Tras el IV informe presidencial, Barros Sierra pide por el fin de la huelga y el retorno a clases. Lejos de acatar, el CNH responde con la “Gran marcha del silencio”. El 13 de septiembre 250.000 personas acuden nuevamente a la Plaza de la Constitución. El día 18 se produce un giro inesperado: 10.000 efectivos del ejército ingresan a la UNAM, ocupando el campus universitario hasta el 30 de septiembre – Alcira Soust, una trabajadora de la UNAM, se oculta en uno de los baños de mujeres de la Facultad de Filosofía y Letras, donde permanece escondida hasta la desocupación. Ese suceso dio lugar a la novela Amuleto, de Roberto Bolaño. El 23 de septiembre Barros Sierra presenta su renuncia. La Junta de Gobierno de la UNAM la rechaza.

Apartir de entonces, se produce una escalada represiva. Son detenidos algunos miembros del CNH y el órgano de representación estudiantil debe actuar en la clandestinidad, quedando divorciado de sus bases. En completo aislamiento y sin participación de los comités de lucha, el 1 de octubre se anuncia un gran mitin para el día siguiente en la Plaza de las Tres Culturas.

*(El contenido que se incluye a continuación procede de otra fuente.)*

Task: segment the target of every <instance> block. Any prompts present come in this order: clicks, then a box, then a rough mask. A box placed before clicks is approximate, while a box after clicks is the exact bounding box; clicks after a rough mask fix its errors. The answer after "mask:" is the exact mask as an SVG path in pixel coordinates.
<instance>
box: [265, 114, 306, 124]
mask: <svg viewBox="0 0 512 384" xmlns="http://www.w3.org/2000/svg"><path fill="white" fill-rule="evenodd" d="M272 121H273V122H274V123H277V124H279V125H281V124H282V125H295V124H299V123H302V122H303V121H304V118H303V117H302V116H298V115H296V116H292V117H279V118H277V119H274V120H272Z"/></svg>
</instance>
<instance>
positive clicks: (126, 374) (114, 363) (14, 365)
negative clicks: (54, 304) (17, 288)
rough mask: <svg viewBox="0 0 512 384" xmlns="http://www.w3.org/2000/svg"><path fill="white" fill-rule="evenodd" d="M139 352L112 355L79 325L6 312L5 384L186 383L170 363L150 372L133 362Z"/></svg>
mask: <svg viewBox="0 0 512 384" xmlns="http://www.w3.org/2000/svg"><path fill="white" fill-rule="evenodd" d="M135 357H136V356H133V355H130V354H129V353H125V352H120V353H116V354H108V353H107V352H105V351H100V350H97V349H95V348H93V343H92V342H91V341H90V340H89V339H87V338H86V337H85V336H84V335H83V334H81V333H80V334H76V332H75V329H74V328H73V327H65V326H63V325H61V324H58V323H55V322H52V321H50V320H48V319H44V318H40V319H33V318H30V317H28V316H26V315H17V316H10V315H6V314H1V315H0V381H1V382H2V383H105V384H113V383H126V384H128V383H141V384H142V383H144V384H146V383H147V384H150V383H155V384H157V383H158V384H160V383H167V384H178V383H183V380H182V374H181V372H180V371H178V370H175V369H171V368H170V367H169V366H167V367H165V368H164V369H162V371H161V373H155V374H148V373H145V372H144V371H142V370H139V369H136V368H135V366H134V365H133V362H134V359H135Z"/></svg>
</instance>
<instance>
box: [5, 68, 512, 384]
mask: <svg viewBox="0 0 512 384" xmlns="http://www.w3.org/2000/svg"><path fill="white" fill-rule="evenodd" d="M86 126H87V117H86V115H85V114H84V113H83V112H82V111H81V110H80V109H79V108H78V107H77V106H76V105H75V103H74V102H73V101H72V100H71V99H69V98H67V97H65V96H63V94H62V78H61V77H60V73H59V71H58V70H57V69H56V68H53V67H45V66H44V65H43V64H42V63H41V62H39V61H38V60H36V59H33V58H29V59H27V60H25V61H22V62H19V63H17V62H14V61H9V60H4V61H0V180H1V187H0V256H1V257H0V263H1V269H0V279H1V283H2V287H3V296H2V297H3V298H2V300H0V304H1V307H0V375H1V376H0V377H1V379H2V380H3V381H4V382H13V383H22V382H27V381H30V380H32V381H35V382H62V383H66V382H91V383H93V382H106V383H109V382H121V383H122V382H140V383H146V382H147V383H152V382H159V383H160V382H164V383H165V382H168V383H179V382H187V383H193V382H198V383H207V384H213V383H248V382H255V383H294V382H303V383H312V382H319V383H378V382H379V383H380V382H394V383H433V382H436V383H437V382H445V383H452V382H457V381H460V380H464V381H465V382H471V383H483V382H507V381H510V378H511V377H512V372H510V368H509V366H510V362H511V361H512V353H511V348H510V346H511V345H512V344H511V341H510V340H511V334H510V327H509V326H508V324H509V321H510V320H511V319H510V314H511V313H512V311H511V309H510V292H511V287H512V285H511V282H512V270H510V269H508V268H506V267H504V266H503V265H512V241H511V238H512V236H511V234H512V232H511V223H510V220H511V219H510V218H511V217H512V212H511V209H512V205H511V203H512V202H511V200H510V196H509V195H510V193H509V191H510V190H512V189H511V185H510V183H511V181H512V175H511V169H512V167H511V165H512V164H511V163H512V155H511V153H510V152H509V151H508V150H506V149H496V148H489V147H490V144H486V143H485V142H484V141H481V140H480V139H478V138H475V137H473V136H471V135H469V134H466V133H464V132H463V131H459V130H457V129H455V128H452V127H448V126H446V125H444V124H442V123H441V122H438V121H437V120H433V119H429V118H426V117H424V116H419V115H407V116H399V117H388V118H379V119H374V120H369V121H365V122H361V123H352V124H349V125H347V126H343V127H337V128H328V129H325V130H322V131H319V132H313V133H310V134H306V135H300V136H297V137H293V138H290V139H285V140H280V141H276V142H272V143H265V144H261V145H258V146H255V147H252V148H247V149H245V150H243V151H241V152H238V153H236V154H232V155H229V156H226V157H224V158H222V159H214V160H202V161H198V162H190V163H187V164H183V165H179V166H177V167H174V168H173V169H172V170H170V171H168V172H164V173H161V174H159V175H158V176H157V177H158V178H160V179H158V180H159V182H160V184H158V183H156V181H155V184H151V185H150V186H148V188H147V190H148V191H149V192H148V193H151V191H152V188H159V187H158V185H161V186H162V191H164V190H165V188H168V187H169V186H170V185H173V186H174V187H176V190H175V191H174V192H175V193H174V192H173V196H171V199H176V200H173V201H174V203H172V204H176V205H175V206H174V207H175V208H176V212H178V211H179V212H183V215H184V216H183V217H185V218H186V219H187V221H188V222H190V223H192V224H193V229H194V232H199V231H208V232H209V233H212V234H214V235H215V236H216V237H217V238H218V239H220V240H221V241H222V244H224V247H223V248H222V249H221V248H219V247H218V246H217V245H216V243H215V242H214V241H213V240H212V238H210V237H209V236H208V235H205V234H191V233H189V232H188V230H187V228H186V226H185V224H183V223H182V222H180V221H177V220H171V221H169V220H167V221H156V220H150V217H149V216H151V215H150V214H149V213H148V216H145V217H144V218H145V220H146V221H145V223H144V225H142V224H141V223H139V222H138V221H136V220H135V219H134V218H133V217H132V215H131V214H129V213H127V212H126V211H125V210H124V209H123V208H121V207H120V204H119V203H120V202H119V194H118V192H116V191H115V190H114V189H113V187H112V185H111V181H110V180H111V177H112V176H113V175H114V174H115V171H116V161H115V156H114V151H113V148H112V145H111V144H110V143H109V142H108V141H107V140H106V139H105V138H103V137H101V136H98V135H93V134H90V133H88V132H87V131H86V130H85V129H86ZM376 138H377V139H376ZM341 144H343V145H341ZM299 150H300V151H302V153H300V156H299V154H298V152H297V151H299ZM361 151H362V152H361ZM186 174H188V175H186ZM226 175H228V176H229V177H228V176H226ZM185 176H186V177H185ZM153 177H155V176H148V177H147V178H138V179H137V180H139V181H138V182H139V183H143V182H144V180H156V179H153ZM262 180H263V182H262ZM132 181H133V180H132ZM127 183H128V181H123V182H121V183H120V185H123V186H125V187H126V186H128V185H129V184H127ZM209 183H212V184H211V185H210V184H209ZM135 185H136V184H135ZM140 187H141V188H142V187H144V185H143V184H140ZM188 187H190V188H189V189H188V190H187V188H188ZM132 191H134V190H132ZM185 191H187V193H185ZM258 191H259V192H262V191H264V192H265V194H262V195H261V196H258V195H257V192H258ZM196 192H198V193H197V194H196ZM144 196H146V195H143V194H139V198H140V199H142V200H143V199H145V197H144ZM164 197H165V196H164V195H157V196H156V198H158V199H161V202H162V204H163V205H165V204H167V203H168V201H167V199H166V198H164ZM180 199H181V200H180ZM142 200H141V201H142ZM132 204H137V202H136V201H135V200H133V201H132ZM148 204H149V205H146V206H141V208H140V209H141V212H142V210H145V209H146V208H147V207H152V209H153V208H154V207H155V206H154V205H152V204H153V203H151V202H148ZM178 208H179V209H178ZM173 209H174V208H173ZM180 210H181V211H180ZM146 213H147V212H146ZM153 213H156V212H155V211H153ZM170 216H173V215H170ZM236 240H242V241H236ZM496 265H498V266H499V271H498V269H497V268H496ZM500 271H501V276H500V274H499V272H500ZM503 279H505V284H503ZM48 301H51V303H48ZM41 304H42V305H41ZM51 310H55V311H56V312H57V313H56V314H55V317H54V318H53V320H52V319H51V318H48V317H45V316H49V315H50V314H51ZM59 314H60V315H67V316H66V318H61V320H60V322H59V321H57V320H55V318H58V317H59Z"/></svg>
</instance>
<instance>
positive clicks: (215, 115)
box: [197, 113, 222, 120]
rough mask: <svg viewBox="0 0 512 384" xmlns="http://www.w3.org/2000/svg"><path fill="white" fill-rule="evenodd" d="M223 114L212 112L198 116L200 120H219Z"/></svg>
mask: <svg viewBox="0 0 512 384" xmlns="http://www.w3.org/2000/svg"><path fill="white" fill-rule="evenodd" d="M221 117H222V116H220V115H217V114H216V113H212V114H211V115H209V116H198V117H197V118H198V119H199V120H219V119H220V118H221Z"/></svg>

Nadie podía presagiar la magnitud que iría a tener el desenlace.

En la historia de las revueltas juveniles, 1968 quedó enlazado al movimiento obrero-estudiantil del “Mayo Francés” y a consignas como “La imaginación al poder” y “Seamos realistas: pidamos lo imposible”. Pero 1968 no fue sólo París. También fue Berlín, Tokio, Praga, Roma, Madrid, Chicago, Belgrado y Santiago. Y, sobre todo, fue Ciudad de México. Allí, ese realismo asumió la forma del reclamo democrático. El gran tema del movimiento popular-estudiantil fue la democratización de la sociedad. Ninguno de los 6 puntos del “Pliego Petitorio” refería a demandas propiamente estudiantiles. No se encontrará en ellos explícitos reclamos sobre cupos, problemas edilicios o reformas educativas. ¡Un movimiento estudiantil sin demandas estudiantiles! Pero en esa paradoja tal vez se aloje la clave de una de las relecturas más preciosas del legado de la reforma universitaria: la autonomía entendida menos como el encierro académico en los intramuros universitarios que como el derecho a intervenir en los grandes problemas nacionales. Una autonomía que se vuelca hacia fuera –y en ese mismo movimiento, hacia adentro– para anudarse con otros lenguajes y experiencias de la sociedad civil.

Otra paradoja: a diferencia de lo que ocurrirá una década más tarde en el cono sur latinoamericano con la “transición democrática”, la lucha por la democracia mexicana se produce en un país que no había conocido golpes de Estado –pero sí aquello que Vargas Llosa llamó “dictadura perfecta”. Para sus izquierdas, y en esto también se diferenciaría de sus pares regionales, la democracia era mucho más que una “máscara de la dominación burguesa”: era el reclamo de una participación plena de sus sujetos políticos.

El 68 mexicano no solo es el 2 de octubre: es también la rebelión contra la despolitización priista, la demanda de modernización, el cuestionamientode las narrativas de la Revolución –al menos de las fraguadas en las versiones del partido de gobierno–, la crisis de representación partidaria y la libertad como algo más que un concepto abstracto (libertad de los presos políticos). A partir de esa larga y fugaz esperanza, otro México pudo ser imaginado.